I'd use for loops only in performance critical code.

LesJ
10 Feb 2012, 10:00 AM
The cleaner and nicer the program, the faster it's going to run. And if it doesn't, it'll be easy to make it fast.

- Joshua Bloch (Google)

LesJ
14 Feb 2012, 5:27 AM
Ideally, yes. Practically, not quite there yet! http://triin.net/2011/03/02/Optimizing_forEach:_Not_so_fast!

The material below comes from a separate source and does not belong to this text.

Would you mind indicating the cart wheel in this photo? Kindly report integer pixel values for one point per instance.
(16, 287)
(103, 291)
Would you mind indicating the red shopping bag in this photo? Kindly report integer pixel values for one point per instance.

There must be a way to do this sort of conversion. CoffeeScript converts their loops into traditional JavaScript loops, see this (http://coffeescript.org/#loops).

mschwartz
14 Feb 2012, 6:38 AM
There must be a way to do this sort of conversion. CoffeeScript converts their loops into traditional JavaScript loops, see this (http://coffeescript.org/#loops).

I'm just getting into CoffeeScript, having implemented it in SilkJS.

It seems like a lot of work to wrap ExtJS with CoffeeScript, but it could be interesting in the end. If you're just using client-side, though, it adds another build step and I think it might be difficult to debug generated JavaScript in the browser...

LesJ
21 Feb 2012, 9:37 AM
I found an Ext.each that should be converted to a plain for loop.


Ext.define('Ext.util.AbstractMixedCollection', {
...
removeAll : function(items){
Ext.each(items || [], function(item) {
this.remove(item);
}, this);

return this;
},
...

Fixed in nightly:


removeAll : function(items) {
items = [].concat(items);
var i, iLen = items.length;
for (i = 0; i < iLen; i++) {
this.remove(items[i]);
}

return this;
}

mitchellsimoens
21 Feb 2012, 9:50 AM
There are quite a lot of function iteration fixes we have in. Not all of mine mad it in I don't think but quite a few.